We walked this section in reverse, as part of the Fen Rivers Way, on a snowy day in February 2009. There was no snow today; the weather forecast was for a rather cloudy day, with some rain, but it was actually rather more pleasant than I'd expected and the few spots of rain as we walked home from Downham Market didn't really come to anything. It was however rather windy; I wished I'd worn a hat, both to keep my ears warm and to keep my hair in order.

Richard went shopping and we had an early coffee and left home around 10.30am. We walked down to Denver Sluice, past the Windmill, sadly a shadow of its former self now that the sails have been removed again.
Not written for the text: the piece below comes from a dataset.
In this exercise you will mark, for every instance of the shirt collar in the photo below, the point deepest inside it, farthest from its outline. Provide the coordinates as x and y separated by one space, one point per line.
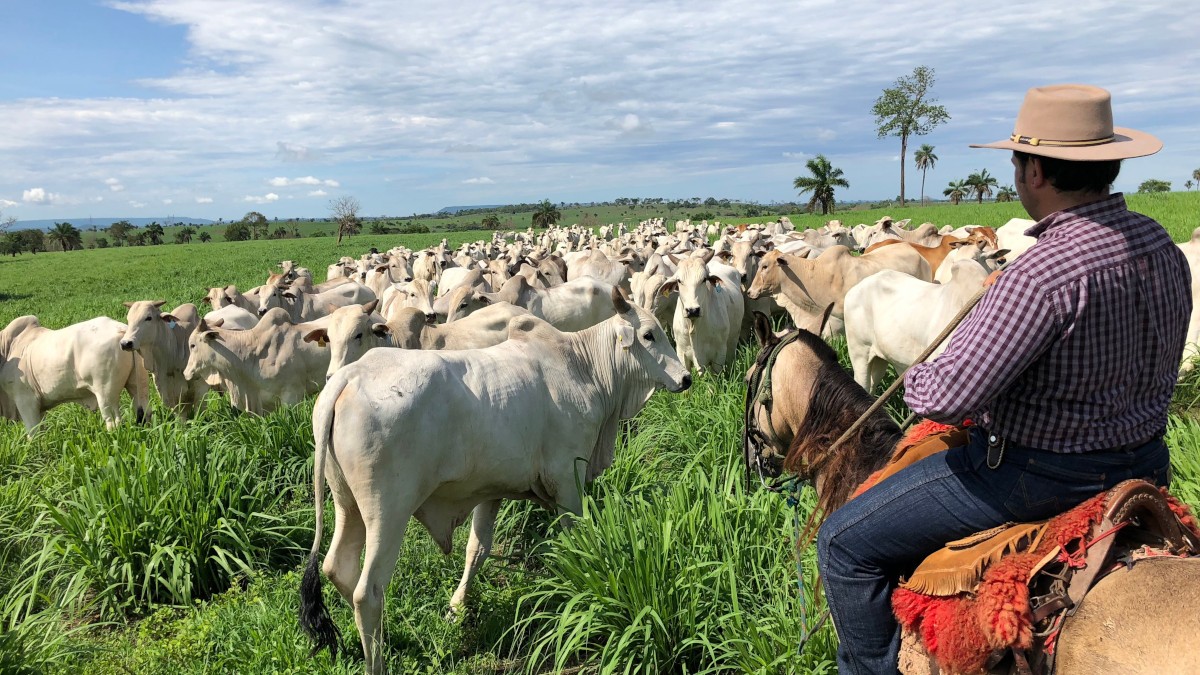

We stopped at the Impounding Sluice at the end of Cut-off Channel, which carries water from Denver to Essex (passing Kirtling Brook, which we walked past on the Stour Valley Path in April 2012), then we crossed the A.G. Wright Sluice and turned right alongside the River Great Ouse. The Ouse Valley Way is coincident with the Fen Rivers Way here, so we were surprised and pleased to see a sign bearing the Ouse Valley Way's logo of two black swans.


The section of our walk actually on the Ouse Valley Way was rather short and Heygate's Mill, close to the end point, was in sight for the whole walk; there were also views across the fen to Denver Windmill and, behind us, back to the Sluices. At Salters Lode we passed two rather nondescript openings in the opposite bank, one with a narrow channel through the silt to a lock; these are the links to the Old Bedford River and Well Creek, and boats definitely do come this way, sometimes! We crossed the Downham Market to Wisbech road and continued beside the river for a short distance before leaving the route where we joined it last weekend, close to Charmed Interiors [now closed]. We walked past the Station, through Downham Market, then home by way of Sandy Lane and a footpath back to Sluice Road.